Possibly related to #43? πŸ˜…

ohare93 avatar Oct 15 '23 08:10 ohare93

I haven't looked at #43 in a while, so I'm not 100% sure, but I think the PR itself is independent of the issue here (it's about replacing the old codecs.open with just open).

The discussion in "Aside on newlines" probably is vaguely relevant (but again not 100% sure) β€” I believe that in order to allow Windows and Linux users to inter-operate peacefully (without a back-and-forth war between \n and \r\n ) we will need to add newline='' to the open call.

Maybe, though, let's just cross this once we encounter this in the wild? (i.e. if I had a vote, I'd vote for just applying anything that @AFulgens needs, for now. :))

aplaice avatar Oct 15 '23 14:10 aplaice

You always have a vote, my friend 😁

ohare93 avatar Oct 16 '23 10:10 ohare93

I'll prepare a PR then.

On a side-note, I have noticed that there is also a problem with encoding, namely if I use Umlauts in fields name (ΓΌ comes to mind), then I will get a mixture of UTF-8 and cp1252 files. Is that also something Windows/Windows + Python related, i.e., on Linux non-ASCII should work fine?

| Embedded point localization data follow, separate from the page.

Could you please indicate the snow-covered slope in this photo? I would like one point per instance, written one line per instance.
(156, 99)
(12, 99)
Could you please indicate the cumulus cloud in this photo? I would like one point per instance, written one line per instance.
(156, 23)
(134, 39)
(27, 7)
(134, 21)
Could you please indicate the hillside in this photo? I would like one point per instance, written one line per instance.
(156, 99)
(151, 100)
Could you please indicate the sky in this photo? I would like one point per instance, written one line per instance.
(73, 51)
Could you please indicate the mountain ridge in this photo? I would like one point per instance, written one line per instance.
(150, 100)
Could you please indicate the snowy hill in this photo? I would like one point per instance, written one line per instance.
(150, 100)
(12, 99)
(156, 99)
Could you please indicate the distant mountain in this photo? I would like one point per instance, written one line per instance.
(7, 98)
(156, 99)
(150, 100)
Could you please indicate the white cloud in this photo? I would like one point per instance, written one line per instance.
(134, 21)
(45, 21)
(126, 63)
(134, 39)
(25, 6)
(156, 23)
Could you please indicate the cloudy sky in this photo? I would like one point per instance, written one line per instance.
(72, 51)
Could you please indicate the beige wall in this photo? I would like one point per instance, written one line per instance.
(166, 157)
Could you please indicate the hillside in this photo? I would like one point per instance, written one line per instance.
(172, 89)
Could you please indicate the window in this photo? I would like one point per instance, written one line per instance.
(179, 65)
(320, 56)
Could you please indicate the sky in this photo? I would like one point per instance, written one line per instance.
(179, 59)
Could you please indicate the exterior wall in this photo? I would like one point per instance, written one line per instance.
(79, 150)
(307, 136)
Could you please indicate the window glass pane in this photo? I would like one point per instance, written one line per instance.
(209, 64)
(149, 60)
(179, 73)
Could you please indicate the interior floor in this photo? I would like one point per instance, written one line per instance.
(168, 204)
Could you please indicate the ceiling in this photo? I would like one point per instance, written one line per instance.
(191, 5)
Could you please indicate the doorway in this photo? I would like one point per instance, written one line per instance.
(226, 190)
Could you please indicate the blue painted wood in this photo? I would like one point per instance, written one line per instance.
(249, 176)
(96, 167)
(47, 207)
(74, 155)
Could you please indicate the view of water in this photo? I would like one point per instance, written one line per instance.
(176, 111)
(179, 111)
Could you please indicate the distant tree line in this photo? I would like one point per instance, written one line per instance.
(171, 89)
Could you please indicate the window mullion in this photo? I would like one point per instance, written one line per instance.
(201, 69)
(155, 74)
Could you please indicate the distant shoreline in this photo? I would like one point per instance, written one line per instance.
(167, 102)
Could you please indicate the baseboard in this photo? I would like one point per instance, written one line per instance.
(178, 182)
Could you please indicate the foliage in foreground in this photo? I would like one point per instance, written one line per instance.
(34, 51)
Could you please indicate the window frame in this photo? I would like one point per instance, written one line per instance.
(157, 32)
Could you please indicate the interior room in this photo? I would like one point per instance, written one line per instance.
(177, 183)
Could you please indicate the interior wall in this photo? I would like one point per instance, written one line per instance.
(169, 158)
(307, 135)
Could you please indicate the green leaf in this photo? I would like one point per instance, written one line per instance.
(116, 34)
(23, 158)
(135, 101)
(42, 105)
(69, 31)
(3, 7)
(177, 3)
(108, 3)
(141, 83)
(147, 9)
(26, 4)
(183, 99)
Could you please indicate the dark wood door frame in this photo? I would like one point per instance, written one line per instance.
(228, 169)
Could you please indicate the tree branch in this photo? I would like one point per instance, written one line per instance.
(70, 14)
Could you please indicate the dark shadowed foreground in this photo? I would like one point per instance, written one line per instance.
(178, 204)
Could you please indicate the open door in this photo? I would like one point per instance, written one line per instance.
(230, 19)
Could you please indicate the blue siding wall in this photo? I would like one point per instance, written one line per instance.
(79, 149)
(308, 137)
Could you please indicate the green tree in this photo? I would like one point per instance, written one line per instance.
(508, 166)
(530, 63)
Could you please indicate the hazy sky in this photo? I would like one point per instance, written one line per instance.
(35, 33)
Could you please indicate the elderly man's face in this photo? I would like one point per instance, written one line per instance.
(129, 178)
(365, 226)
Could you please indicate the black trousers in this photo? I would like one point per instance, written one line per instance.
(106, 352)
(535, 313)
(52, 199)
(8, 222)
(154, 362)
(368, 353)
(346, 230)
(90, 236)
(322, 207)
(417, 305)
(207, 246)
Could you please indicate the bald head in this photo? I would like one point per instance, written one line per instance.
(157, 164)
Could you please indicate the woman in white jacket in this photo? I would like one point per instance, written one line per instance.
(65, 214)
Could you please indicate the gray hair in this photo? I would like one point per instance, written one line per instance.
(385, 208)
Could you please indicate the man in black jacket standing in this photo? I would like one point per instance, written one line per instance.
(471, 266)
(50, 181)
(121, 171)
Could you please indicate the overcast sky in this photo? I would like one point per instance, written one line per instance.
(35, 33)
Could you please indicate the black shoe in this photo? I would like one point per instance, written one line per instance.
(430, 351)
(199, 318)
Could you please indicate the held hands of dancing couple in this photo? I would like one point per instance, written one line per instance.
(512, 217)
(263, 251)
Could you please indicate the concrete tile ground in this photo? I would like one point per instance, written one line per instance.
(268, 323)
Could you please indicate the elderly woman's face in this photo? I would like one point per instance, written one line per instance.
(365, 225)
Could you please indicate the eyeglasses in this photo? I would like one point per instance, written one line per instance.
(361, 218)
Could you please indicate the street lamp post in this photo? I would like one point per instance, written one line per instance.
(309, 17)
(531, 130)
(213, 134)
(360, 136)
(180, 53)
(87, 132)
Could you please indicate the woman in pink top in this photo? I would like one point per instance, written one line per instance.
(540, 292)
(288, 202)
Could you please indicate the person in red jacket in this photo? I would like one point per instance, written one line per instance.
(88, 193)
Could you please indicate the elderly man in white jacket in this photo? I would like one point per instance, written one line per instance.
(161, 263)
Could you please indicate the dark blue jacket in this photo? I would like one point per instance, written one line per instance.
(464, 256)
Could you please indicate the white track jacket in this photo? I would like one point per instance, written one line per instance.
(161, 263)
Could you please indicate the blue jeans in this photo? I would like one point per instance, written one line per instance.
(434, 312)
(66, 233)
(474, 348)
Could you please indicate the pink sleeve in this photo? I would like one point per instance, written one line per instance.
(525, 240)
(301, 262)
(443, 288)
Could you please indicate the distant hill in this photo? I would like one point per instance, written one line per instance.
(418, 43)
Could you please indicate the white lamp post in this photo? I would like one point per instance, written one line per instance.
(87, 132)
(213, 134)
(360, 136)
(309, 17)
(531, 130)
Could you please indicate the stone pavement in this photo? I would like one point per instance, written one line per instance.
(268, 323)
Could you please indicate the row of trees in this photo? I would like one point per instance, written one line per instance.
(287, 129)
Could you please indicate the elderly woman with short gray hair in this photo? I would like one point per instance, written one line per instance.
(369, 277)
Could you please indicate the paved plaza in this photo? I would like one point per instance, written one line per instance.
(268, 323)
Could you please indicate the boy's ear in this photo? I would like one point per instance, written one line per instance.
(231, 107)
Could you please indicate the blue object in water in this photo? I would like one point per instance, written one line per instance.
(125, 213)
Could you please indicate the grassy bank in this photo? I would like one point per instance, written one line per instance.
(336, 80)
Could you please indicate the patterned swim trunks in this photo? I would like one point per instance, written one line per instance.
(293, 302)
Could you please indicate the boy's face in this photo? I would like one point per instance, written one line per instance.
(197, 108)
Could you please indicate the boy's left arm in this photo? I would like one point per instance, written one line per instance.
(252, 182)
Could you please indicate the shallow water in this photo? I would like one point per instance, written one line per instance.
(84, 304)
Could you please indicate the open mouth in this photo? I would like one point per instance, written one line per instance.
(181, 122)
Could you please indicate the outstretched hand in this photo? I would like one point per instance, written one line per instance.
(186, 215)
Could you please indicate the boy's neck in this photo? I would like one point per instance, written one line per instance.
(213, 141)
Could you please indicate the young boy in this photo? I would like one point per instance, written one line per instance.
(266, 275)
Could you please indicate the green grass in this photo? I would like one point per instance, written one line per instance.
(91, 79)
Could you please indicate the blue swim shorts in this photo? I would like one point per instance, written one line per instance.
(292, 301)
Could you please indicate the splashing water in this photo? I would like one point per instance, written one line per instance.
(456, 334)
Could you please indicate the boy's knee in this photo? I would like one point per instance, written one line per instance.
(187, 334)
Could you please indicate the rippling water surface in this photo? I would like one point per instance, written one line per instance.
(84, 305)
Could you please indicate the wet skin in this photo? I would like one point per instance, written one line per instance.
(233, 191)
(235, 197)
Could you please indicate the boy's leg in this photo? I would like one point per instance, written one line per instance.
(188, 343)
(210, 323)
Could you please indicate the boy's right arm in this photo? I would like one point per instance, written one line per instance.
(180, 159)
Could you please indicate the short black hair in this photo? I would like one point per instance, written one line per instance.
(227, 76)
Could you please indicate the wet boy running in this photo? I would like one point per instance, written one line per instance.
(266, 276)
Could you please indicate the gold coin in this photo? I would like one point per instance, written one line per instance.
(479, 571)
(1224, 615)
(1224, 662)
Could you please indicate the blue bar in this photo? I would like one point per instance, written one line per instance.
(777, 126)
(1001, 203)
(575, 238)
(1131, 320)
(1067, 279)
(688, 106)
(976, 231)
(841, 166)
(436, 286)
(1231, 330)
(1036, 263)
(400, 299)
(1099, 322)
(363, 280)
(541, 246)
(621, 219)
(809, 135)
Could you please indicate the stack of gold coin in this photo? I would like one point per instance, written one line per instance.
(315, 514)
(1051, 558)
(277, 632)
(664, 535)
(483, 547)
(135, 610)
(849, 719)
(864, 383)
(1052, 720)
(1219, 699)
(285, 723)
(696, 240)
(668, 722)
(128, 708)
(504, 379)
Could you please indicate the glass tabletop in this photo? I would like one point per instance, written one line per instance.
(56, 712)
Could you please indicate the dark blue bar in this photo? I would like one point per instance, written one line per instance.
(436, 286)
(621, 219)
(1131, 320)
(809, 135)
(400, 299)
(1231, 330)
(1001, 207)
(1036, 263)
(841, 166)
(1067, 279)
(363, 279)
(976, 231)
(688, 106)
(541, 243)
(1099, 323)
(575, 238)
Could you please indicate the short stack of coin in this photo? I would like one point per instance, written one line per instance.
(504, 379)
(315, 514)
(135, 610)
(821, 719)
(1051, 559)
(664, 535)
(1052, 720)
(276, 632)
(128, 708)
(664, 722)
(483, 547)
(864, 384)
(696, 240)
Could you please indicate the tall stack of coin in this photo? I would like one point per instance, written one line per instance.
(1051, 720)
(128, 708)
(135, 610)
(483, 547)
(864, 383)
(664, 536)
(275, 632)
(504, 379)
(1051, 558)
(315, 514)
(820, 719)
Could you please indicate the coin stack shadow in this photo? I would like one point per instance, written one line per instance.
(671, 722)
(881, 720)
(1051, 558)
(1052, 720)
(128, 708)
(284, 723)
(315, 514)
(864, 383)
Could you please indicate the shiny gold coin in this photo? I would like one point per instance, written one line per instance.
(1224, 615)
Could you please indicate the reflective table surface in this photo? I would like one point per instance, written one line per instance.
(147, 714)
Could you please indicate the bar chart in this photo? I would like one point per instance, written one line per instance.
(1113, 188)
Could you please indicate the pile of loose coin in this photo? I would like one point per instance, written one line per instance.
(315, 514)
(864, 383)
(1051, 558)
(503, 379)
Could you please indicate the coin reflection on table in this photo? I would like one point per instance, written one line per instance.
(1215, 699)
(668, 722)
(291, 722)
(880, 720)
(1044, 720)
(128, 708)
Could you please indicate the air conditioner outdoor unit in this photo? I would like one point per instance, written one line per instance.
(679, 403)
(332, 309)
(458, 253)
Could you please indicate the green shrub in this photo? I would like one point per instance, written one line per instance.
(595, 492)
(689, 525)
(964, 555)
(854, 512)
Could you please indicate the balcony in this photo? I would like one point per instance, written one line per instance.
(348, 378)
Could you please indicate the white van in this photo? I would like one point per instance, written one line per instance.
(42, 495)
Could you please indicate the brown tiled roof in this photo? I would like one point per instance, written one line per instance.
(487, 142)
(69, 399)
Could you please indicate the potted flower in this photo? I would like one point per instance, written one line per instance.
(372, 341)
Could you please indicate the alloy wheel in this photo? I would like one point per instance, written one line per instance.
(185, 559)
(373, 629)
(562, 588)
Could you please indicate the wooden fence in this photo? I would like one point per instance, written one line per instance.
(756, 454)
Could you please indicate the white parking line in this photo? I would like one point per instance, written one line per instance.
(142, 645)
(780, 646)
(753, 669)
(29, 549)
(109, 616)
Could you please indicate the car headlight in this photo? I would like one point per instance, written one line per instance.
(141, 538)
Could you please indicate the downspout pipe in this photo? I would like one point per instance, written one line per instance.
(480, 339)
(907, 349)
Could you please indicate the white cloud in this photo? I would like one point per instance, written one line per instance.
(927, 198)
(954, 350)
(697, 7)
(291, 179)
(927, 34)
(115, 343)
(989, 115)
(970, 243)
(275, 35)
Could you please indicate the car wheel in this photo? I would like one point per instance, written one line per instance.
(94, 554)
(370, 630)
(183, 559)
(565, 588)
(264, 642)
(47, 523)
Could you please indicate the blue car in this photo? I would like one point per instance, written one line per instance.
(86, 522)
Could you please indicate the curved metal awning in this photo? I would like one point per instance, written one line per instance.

It's also something I could look into, but that sounds like a heavy change, because alls the reads/writes have to be fixed to UTF-8 instead of defaulting. Would that also be something interesting or should I just live with the fact that my fields should not contain high-ASCII/non-ASCII characters?

AFulgens avatar Oct 16 '23 10:10 AFulgens

Would that also be something interesting

IMO yes, definitely!

Is there cp1252 outside the YAML files? AFAICT all the other (i.e. except the two in yaml_object.py) relevant calls to open explicitly specify a UTF-8 encoding, so the CSV files, HTML files etc. should all just have UTF-8.

(The calls in setup.py and scripts/yamale_build.py also don't have an encoding specified, but that shouldn't affect the main operation of BrainBrew.)

aplaice avatar Oct 16 '23 21:10 aplaice

So far I have seen cp1252 only in YAML files generated with anki_to_sources recipes and problems with non-ASCII in sources_to_anki as well (i.e., mojibake in the resulting deck.json). I'll investigate and if it's not too many changes I will roll it together into a single PR with the regex fix.

AFulgens avatar Oct 17 '23 09:10 AFulgens